Of crucial importance will be the relationship with China and Pakistan and the thickening ties between the two countries. The peace dialogue with Pakistan was going on smoothly until Islamabad got caught in political uncertainty following the “Memogate”. It can be resumed once it is clear who is to govern Pakistan.
Despite “irritants” — as Wen Jiabao would call these — making scary headlines, the India-China relations have been fairly on course, judging from the way the Special Representatives of the two countries tried to work out a framework for boundary demarcation in a slow process of the resolution of the border dispute.
Whatever the gloomy forecasts, a war between India and China is ruled out. Both countries have developed their military strength as also trade relations, although the trade balance with India is heavily tilted in favour of China.
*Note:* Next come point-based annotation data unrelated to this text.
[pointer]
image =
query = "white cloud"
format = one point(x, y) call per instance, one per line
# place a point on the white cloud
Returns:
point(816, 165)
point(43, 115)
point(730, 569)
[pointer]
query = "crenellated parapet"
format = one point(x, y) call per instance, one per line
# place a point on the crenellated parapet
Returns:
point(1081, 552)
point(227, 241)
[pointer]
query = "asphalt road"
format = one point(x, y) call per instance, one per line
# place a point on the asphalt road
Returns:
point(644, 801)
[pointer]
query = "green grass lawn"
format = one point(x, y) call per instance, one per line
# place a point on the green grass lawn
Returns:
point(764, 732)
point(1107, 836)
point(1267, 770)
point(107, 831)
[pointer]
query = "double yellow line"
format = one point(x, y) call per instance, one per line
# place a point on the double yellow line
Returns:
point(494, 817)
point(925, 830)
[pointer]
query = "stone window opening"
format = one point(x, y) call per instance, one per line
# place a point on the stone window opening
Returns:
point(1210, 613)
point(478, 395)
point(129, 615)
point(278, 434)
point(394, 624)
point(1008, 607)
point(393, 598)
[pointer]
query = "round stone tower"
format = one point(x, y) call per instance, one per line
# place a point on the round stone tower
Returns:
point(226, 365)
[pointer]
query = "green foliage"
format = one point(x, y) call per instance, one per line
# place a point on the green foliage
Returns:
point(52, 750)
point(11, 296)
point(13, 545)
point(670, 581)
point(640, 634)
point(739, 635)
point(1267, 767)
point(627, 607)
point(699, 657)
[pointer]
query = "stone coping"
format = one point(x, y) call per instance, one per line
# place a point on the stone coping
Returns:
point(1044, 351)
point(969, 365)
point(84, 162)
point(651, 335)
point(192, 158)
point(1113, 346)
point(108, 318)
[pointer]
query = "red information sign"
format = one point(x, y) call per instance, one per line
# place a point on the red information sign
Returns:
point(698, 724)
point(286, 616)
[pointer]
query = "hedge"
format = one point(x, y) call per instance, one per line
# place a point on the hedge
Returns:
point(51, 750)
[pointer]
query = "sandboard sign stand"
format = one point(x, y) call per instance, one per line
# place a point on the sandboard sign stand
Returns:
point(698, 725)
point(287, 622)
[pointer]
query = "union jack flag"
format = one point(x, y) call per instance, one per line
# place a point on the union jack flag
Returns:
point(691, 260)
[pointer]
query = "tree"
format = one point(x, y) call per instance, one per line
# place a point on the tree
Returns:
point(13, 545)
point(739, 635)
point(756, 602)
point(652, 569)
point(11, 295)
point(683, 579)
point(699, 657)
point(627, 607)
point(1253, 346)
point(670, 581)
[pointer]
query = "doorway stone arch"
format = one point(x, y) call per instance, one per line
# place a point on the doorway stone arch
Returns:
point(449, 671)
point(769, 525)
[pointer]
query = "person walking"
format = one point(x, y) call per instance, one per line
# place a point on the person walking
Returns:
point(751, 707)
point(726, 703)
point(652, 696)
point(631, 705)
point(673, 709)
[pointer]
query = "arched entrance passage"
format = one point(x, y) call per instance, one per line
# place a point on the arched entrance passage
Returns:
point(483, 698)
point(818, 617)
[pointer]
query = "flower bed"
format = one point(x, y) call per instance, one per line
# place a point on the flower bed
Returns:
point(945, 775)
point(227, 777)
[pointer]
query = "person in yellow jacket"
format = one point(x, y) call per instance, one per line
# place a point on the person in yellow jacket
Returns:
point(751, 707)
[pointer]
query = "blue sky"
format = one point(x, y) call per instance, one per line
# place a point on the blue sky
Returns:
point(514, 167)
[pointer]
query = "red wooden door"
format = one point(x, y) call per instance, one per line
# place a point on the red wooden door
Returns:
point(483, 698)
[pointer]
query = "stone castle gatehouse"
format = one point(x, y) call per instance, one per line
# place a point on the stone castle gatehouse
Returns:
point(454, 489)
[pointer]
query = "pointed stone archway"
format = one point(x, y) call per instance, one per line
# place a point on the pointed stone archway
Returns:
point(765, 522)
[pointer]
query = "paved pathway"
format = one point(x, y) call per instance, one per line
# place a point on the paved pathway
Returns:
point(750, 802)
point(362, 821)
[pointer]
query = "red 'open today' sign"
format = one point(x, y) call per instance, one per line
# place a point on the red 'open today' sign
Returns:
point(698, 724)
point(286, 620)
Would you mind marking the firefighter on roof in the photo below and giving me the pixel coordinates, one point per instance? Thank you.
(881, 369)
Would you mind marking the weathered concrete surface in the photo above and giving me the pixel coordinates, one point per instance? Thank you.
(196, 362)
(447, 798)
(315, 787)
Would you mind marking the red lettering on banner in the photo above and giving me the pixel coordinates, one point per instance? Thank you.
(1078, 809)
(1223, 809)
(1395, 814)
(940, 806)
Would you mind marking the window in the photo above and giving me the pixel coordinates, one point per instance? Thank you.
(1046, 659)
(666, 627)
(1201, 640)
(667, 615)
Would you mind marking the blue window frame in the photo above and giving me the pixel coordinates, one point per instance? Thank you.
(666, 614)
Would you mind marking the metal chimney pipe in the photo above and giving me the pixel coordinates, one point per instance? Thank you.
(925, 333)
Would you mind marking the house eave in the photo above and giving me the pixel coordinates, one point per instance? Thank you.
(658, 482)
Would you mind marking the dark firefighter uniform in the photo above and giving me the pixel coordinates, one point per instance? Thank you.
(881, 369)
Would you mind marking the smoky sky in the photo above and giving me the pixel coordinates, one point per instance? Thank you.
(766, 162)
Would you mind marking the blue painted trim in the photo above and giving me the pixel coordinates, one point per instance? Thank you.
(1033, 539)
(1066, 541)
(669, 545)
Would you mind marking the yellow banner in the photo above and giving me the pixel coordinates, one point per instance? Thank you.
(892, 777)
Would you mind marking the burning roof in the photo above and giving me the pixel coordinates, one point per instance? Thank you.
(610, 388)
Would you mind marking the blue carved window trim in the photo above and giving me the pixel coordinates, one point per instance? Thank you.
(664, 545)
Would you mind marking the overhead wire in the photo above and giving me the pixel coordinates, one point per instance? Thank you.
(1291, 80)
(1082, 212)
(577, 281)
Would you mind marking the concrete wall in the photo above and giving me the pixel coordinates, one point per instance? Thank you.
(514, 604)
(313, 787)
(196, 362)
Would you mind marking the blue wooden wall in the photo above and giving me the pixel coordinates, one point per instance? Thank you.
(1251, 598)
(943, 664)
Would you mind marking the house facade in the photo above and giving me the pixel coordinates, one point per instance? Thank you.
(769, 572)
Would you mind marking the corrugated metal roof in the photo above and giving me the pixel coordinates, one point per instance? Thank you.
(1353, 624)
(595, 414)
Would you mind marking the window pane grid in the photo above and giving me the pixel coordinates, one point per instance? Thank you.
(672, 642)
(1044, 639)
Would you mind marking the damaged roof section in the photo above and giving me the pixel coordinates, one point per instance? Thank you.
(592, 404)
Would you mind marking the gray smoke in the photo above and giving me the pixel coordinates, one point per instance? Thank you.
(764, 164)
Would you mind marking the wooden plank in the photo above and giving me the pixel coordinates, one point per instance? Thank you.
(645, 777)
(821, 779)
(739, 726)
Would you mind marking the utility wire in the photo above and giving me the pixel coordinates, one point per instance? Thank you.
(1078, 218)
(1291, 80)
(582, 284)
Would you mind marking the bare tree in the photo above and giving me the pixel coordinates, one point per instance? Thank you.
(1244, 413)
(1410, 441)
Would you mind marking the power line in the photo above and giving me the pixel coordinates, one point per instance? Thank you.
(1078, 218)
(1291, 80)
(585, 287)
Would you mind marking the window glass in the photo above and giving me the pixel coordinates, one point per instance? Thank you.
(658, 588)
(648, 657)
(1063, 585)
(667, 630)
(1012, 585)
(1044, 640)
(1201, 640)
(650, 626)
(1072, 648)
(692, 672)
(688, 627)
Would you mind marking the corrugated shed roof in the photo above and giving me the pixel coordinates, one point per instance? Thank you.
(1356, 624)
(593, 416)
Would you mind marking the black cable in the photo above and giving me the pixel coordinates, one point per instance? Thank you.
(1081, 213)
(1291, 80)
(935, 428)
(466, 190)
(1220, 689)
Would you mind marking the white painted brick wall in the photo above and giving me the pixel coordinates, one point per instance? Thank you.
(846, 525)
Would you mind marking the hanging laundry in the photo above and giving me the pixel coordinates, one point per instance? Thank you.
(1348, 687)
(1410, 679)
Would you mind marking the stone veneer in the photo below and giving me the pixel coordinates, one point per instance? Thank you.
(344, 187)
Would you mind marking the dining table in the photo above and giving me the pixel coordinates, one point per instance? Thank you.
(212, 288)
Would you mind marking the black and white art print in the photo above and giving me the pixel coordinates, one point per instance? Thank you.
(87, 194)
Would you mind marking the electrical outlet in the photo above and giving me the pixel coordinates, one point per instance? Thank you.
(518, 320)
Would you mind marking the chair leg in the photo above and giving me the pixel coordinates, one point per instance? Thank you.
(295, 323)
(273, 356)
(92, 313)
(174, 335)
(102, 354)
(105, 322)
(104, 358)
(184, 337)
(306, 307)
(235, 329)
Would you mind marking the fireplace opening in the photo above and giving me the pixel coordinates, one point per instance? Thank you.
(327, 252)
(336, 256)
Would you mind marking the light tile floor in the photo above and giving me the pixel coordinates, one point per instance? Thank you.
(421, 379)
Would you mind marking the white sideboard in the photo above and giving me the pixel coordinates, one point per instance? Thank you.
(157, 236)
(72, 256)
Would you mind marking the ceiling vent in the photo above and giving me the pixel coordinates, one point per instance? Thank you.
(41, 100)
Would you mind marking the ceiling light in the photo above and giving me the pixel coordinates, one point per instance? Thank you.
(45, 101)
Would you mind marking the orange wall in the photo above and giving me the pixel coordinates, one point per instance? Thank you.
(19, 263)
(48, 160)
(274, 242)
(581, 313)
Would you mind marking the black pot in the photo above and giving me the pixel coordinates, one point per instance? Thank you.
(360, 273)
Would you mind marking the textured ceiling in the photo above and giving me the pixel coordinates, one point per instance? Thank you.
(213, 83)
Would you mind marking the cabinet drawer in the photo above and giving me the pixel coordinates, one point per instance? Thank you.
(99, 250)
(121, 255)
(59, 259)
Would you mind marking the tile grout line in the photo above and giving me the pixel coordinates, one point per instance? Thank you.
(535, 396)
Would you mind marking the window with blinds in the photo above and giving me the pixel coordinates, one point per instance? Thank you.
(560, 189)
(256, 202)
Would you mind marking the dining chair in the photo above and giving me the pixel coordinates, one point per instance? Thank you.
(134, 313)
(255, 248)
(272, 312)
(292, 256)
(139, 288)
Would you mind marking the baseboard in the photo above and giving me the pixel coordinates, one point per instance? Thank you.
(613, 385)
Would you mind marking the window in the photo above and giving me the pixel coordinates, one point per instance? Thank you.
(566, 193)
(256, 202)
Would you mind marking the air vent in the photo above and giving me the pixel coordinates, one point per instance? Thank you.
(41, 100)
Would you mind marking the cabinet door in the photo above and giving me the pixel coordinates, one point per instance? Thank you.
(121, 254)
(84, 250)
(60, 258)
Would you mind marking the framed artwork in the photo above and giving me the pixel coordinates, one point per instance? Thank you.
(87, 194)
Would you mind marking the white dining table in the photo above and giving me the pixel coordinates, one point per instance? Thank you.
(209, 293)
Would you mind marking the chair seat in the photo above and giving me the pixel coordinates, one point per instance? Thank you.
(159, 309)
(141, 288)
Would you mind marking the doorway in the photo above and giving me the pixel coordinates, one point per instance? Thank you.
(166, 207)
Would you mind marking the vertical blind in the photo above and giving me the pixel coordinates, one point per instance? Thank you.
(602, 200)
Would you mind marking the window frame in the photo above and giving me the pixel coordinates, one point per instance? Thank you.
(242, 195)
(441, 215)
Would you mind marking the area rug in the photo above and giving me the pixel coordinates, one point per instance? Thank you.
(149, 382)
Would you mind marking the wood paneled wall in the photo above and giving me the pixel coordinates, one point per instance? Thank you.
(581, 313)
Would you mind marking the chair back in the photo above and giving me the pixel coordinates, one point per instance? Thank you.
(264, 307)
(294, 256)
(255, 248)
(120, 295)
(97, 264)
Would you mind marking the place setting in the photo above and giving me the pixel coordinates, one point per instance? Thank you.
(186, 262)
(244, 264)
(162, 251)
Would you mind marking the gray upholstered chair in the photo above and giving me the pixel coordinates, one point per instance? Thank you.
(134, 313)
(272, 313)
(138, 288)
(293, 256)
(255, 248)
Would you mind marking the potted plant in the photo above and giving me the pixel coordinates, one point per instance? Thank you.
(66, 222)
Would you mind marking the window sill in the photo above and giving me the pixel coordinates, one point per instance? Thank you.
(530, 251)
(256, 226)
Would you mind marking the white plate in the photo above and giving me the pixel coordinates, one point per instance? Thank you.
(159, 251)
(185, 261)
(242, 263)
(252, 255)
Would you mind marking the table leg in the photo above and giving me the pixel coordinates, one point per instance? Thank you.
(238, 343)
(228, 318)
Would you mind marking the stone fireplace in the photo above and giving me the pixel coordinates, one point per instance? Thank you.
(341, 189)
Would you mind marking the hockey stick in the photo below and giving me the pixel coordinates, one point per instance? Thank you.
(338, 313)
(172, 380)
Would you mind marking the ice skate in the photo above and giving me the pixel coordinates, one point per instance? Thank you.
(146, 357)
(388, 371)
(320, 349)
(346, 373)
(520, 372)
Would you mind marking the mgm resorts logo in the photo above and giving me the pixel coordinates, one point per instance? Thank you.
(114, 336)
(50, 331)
There is no solution in sight about military and nuclear ties between China and Pakistan. Indian concern about this has been brought to the notice of the Chinese, but the only remedy for India is to grow its own military strength. At the same time, the policy should be to continue the dialogue with both — and these should go without interruption, until the cows come home. Hysterical noises and headlines do not make a constructive contribution to diplomacy.
India needs a vision for the 21st century and time to build its economy and military strength. The country also requires a consensus among major political parties on vital issues concerning foreign policy, security and terrorism. Such a consensus can be evolved despite the polemics that are going to mark the political landscape until the 2014 parliamentary elections.